Nyusi pledges to work for lasting peace

Maputo (AIM) – Mozambican President Filipe Nyusi on Wednesday once again reaffirmed his willingness to meet with Afonso Dhlakama, leader of the Renamo rebels, and his determination to guarantee “an effective and lasting peace”.

Mozambican President Filipe Nyusi

Mozambican President Filipe Nyusi

Speaking at the traditional end-of-year reception in the Presidential gardens, Nyusi, in a clear reference to Renamo, attacked those Mozambicans “who advocate a patriotism based on the destruction of what was collectively built”.

2016 had been a difficult year which had obliged the government “to take difficult monetary and fiscal measures, which were necessary to alter the prevailing situation”. Nyusi believed these measures were taking effect, as could be seen in a recovery in the exchange rate of the national currency, the metical, and he predicted a slowdown in the rate of inflation in 2017.

“Our institutions are continuing to function, and we have built economic and social infrastructures that are the cornerstone for compliance with the government’s programme”, he said. “From that we conclude that the state of the nation stands firm” (a quotation from his State of the Nation address delivered in parliament on Monday).
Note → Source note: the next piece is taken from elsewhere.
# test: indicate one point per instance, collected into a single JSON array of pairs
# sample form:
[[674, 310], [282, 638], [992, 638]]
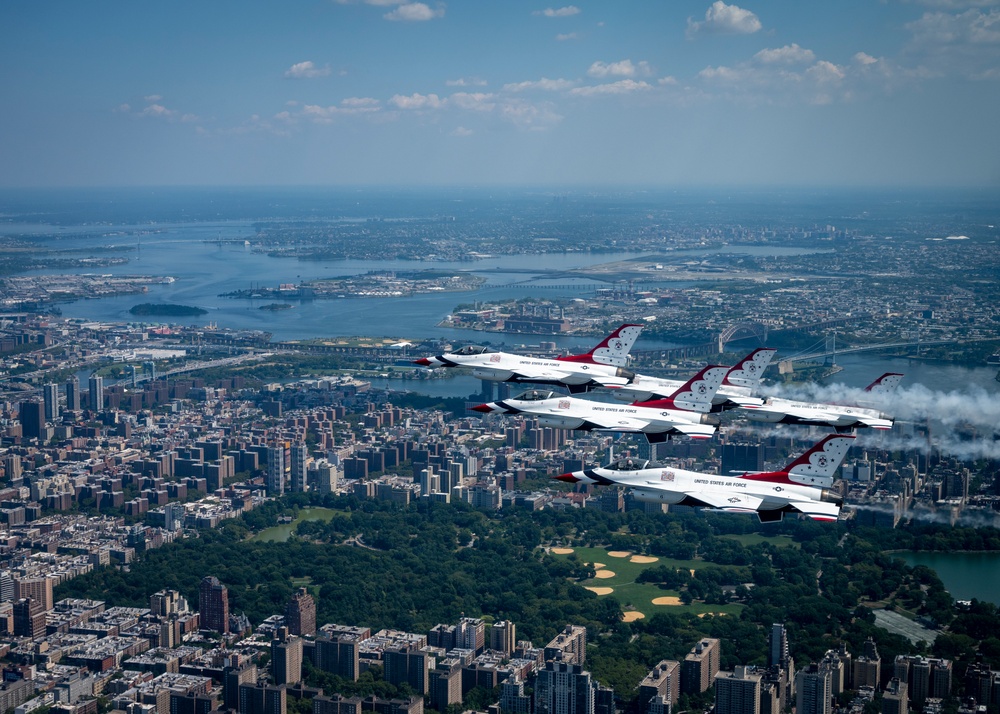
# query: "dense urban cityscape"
[[204, 517]]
There are hopes for financial and social stability next year but “this will require a great deal of work and unity from all of us”.

“Difficult and complex moments such as the ones we are living through require us to take courageous, daring and structuring decisions, which are not always well understood”, he added.

The government had decided to concentrate investment in four areas that could have a multiplier effect on the economy and act as catalysts. These were agriculture and agro-processing, tourism, the development of infrastructures, and energy. In particular, the President said, the 2016/2017 agricultural campaign should be “a moment of mobilization at all levels – of economic agents, communities, producers and society in general, setting production targets that will contribute to our country becoming self-sufficient in basic foodstuffs and generating surpluses for export”.

Nyusi expected the Mozambican economy to return to high levels of growth. He predicted an economic growth rate of seven per cent as from 2018, rising to nine per cent in 2023, when the production and export of liquefied natural gas (LNG) in the far north of the country should be under way.

“The Mozambican people have already defeated more difficult and complicated challenges”, he said, “because it always acted with confidence in itself and with determination. That is how we should continue”.

“Let us work to keep the country peaceful and stable,  on the path of progress, consolidating democracy and the institutions of the state, guaranteeing freedom of creation and of expression, so that the construction of social well-being may be inclusive and the work of all of us”, urged Nyusi.